Menuju Kafe anti Hedonisme
Wabtagi fīmā ātākallāhud-dāral-ākhirata wa lā tansa naṣībaka minad-dun-yā wa aḥsing kamā aḥsanallāhu ilaika wa lā tabgil-fasāda fil-arḍ, innallāha lā yuḥibbul-mufsidīn
Artinya: Dan carilah pada apa yang telah dianugerahkan Allah kepadamu (kebahagiaan) negeri akhirat, dan janganlah kamu melupakan bahagianmu dari (kenikmatan) duniawi dan berbuat baiklah (kepada orang lain) sebagaimana Allah telah berbuat baik, kepadamu, dan janganlah kamu berbuat kerusakan di (muka) bumi. Sesungguhnya Allah tidak menyukai orang-orang yang berbuat kerusakan. (Surat Al-Qashash Ayat 77)
Jika kita berpegang pada surat Al-Qashash ayat 77 di atas, sesungguhnya sangat jelas bahwa Allah SWT melarang kebiasaan hedonisme. Lalu bagaimanakah upaya kita mengelola sebuah kafe sebagai budaya baru yang sulit untuk kita tolak kehadirannya di Kota Santri, kota Gresik tercinta?. Kita sedang berada dipersimpangan peradaban dunia baru. Sisi lain kita berusaha mempertahankan lokalitas, sisi lain globalisasi sudah masuk ke kamar kita dan tergenggam setiap saat di tangan kita. Namun demikian sebagai umat Islam, kita harus kokoh memegang erat tali Allah. Ayat tersebut di atas sesungguhnya sudah sangat jelas apa sesungguhnya yang harus kita lakukan. Sangat jelas mana yang boleh dan mana yang dilarang. Namun untuk konsisten melaksanakan memang tidak semudah membaca dan mengucapkan.

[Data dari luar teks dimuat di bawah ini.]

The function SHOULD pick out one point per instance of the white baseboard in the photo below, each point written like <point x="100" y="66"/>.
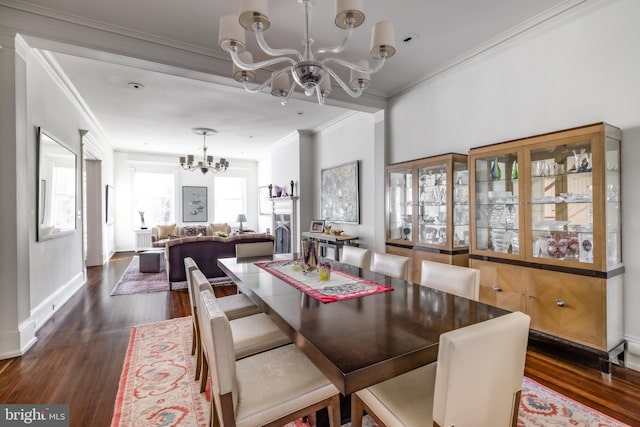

“wa lā tansa naṣībaka minad-dun-yā”, dan jangan kamu melupakan nasib duniamu. Maka ikhtiar duniawi bagi pengusaha kafe adalah upaya untuk kebahagiaan dunia. Demikian pula bagi konsumennya. Ketika pemerintah tidak mampu memberi pekerjaan kepada rakyatnya, seharusnya bersyukur rakyatnya bisa berkarya ekonomi kreatif dengan mendirikan kafe. Maka yang menjadi penting dalam persoalan ini adalah pengawalan keduanya. Konsumen dan Produsen. Lantas siapa pengawalnya, tentu dirinya sendiri-sendiri dan pemerintah. Pemerintah yang tegas dalam menegakkan peraturan. Insya’ Allah akan tak ada lagi “kopi pangku” misalnya di Kota Santri.
Dengan aturan yang jelas, regulasi yang tepat dan lahir dari musyawarah kedua belah pihak merasakan keadilan untuk menemukan solusi yang tepat bagi kafe yang berdiri di Kota Santri, niscaya hal terbaik akan terwujud. Urusan akhlaq, urusan moral, sesungguhnya warga Gresik yang mendirikan kafe sudah paham atas mana yang boleh dilakukan dan mana yang tidak. Kita punya kantor dinas yang mengurusi kebudayaan, pariwisata, ekonomi kreatif dan kepemudaan yang secara spesifik bisa mengajak komunikasi, rembug dan cangkruan bareng para pengusaha kafe. Ketika jalinan komunikasi terbentuk, dialog terjadi, maka insya’ Allah akan kita temukan solusi. Solusi tentang keindahan kafe Kota Santri. (Kris Adji AW).
Tulisan ini telah dimuat dalam Majalah Majalis Edisi 27/Desember 2022 sebagai Kajian Utama. Sumber tulisan dari berbagai sumber baik cetak maupun media digital.